KeithS KeithS - 7 months ago 10
SQL Question

Which is faster - NOT IN or NOT EXISTS?

I have an insert-select statement that needs to only insert rows where a particular identifier of the row does not exist in either of two other tables. Which of the following would be faster?

INSERT INTO Table1 (...)
SELECT (...) FROM Table2 t2
WHERE ...
AND NOT EXISTS (SELECT 'Y' from Table3 t3 where t2.SomeFK = t3.RefToSameFK)
AND NOT EXISTS (SELECT 'Y' from Table4 t4 where t2.SomeFK = t4.RefToSameFK AND ...)


... or...

INSERT INTO Table1 (...)
SELECT (...) FROM Table2 t2
WHERE ...
AND t2.SomeFK NOT IN (SELECT RefToSameFK from Table3)
AND t2.SomeFK NOT IN (SELECT RefToSameFK from Table4 WHERE ...)


... or do they perform about the same? Additionally, is there any other way to structure this query that would be preferable?
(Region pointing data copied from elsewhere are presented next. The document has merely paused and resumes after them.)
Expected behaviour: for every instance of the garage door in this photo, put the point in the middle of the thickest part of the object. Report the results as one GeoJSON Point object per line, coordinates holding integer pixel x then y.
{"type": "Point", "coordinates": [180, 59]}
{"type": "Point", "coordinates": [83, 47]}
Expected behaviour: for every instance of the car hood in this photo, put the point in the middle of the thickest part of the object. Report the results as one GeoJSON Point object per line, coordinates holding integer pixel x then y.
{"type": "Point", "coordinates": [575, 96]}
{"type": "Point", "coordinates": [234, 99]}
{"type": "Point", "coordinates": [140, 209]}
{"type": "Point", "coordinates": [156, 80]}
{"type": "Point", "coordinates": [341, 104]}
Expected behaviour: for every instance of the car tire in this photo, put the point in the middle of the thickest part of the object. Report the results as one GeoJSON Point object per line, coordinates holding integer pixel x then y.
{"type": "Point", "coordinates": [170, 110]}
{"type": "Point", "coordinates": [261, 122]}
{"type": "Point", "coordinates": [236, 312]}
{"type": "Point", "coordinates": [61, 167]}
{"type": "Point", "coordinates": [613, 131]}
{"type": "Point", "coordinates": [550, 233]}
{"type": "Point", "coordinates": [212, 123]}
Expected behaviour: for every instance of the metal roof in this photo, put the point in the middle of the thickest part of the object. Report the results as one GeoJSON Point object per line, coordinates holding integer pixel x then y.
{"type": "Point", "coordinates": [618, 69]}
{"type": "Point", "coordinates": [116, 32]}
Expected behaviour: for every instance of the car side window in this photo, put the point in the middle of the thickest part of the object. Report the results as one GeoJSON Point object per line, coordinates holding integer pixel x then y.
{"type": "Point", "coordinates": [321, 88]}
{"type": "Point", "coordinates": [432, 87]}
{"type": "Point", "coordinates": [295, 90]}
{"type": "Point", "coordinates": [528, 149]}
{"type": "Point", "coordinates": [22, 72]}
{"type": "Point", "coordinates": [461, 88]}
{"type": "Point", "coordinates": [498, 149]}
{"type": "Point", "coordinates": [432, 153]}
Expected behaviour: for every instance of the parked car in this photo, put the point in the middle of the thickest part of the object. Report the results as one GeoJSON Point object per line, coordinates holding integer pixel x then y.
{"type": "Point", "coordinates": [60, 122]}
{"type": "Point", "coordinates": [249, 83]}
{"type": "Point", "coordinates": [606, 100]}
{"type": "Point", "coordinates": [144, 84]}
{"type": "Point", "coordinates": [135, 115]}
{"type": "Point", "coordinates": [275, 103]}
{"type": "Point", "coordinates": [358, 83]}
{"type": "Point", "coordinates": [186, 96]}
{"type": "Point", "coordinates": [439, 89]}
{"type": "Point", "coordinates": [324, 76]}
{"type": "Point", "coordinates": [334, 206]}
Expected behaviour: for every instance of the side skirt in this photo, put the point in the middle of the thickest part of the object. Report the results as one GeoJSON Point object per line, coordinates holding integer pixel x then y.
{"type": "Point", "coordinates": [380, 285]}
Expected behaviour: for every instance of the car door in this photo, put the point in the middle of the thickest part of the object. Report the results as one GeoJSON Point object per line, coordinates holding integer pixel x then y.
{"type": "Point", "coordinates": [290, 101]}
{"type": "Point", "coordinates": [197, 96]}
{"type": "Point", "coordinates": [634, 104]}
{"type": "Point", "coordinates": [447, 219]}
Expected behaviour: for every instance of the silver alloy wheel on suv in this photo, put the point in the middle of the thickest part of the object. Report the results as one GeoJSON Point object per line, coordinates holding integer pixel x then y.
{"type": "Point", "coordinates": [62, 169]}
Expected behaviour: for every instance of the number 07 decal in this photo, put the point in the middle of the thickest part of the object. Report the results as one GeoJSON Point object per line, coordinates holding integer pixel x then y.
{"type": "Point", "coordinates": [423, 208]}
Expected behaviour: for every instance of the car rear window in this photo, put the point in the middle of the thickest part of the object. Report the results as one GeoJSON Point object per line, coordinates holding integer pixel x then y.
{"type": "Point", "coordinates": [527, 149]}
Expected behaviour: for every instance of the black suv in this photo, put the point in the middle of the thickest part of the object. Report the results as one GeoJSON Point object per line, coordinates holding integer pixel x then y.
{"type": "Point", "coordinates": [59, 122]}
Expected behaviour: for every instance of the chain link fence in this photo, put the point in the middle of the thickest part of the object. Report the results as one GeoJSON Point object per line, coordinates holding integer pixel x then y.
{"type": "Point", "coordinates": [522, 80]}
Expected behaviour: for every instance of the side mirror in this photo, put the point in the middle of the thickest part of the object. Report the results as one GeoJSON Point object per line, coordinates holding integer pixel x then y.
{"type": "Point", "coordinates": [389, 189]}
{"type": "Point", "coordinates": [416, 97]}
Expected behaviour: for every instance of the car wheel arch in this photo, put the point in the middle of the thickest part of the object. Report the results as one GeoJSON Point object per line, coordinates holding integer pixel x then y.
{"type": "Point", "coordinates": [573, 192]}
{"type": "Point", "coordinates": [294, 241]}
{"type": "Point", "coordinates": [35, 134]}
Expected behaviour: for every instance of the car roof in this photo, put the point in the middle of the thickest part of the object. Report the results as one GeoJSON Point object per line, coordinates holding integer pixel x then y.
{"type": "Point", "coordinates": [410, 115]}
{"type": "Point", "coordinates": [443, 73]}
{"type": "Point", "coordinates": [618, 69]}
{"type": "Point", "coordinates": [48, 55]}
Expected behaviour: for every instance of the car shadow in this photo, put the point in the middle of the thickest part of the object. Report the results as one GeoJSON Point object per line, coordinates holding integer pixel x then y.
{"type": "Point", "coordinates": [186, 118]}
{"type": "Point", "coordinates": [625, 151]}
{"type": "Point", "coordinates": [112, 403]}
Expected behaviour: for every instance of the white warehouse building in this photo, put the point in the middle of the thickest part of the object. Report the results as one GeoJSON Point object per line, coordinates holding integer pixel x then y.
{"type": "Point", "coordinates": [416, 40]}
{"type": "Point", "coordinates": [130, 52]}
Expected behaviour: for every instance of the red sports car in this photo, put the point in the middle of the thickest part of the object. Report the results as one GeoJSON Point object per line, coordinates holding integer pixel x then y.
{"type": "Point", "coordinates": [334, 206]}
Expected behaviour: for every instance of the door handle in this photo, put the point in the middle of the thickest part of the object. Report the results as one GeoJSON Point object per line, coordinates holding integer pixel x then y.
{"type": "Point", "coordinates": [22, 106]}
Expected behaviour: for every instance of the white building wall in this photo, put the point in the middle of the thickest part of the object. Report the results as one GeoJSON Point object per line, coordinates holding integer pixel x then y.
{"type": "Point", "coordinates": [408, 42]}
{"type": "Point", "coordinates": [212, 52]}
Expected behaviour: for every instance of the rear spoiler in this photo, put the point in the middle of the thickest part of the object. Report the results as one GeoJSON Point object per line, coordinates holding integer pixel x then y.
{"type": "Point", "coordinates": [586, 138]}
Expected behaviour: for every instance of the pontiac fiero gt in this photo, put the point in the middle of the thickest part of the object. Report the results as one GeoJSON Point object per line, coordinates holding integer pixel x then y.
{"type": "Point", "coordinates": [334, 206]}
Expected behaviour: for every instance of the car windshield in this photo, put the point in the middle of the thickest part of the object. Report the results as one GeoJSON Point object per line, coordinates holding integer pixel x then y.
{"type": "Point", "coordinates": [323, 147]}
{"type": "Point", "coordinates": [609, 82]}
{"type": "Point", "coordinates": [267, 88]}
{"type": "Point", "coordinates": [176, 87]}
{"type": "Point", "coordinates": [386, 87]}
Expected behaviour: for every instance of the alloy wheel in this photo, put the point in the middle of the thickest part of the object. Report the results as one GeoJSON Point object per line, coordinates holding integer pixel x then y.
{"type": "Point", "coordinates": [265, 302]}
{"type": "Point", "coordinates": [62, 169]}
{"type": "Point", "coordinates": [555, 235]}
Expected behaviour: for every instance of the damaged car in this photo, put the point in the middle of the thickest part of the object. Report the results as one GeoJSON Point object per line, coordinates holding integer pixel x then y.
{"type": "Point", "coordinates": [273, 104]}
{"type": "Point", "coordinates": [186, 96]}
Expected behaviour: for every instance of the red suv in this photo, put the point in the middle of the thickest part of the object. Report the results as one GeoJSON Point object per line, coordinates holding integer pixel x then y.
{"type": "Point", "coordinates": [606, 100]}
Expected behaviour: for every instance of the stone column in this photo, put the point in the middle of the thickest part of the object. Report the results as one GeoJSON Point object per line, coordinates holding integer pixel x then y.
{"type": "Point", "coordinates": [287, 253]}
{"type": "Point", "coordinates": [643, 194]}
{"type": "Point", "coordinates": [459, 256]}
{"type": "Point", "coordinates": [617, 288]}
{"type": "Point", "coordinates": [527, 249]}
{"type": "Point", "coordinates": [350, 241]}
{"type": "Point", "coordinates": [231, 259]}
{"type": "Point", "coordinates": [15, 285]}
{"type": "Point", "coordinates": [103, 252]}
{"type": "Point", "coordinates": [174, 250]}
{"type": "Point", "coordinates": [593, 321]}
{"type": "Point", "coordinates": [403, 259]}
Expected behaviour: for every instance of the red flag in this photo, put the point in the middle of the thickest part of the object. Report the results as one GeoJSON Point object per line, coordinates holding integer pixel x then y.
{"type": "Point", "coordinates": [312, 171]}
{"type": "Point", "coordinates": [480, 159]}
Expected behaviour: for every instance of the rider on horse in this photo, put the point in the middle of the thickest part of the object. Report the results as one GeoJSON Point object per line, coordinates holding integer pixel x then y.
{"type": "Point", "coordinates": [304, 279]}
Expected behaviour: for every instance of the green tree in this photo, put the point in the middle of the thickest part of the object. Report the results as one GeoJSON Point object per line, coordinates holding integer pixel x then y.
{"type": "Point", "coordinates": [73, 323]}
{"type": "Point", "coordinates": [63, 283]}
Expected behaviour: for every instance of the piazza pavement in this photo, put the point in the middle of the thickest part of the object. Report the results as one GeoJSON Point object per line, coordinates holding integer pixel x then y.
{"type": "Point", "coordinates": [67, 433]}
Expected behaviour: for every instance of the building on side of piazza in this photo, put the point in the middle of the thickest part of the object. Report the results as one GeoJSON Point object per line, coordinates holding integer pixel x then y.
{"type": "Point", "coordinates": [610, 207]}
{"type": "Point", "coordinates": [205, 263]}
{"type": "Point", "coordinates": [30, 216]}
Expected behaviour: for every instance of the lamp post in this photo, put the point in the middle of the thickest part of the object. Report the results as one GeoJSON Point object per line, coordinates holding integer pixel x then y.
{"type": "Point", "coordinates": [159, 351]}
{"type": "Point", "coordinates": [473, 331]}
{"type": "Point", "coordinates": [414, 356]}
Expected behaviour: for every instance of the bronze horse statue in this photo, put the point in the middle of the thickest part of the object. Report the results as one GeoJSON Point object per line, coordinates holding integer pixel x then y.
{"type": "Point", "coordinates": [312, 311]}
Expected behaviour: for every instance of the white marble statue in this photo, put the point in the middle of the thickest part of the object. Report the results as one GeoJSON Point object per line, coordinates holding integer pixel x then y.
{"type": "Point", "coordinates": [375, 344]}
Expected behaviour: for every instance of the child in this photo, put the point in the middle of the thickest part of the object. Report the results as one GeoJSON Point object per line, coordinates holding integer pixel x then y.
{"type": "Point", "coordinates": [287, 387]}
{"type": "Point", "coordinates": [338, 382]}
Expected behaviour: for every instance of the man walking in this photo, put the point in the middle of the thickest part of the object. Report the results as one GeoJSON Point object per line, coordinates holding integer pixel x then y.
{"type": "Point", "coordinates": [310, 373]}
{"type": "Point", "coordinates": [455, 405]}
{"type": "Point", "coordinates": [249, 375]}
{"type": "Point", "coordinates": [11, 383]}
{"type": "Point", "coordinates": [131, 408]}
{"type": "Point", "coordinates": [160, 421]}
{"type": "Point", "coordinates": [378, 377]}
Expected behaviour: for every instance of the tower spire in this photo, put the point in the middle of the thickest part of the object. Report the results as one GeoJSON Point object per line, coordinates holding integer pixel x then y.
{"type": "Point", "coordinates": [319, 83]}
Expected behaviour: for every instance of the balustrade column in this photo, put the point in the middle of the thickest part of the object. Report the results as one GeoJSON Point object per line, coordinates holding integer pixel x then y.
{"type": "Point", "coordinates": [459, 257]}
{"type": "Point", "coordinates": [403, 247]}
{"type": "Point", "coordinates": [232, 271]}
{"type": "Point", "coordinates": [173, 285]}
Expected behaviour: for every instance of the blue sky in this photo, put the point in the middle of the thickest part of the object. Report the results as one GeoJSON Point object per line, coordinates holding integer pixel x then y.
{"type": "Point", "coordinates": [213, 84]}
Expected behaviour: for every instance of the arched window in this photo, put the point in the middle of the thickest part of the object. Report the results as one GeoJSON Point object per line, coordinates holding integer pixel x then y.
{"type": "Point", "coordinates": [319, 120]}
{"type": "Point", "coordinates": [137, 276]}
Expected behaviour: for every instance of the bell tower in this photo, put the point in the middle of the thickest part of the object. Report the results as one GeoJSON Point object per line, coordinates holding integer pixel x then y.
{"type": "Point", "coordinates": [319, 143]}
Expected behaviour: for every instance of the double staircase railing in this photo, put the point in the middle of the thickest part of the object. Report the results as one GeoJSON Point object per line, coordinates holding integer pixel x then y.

I generally dislike subqueries as they add another "dimension" to the query that increases runtime by polynomial factors.

Answer

Usually it does not matter if NOT IN is slower / faster than NOT EXISTS, because they are NOT equivalent in presence of NULL. Read:

NOT IN vs NOT EXISTS

In these cases you almost always want NOT EXISTS, because it has the usually expected behaviour.

If they are equivalent, it is likely that your database already has figured that out and will generate the same execution plan for both.

In the few cases where both options are aquivalent and your database is not able to figure that out, it is better to analyze both execution plans and choose the best options for your specific case.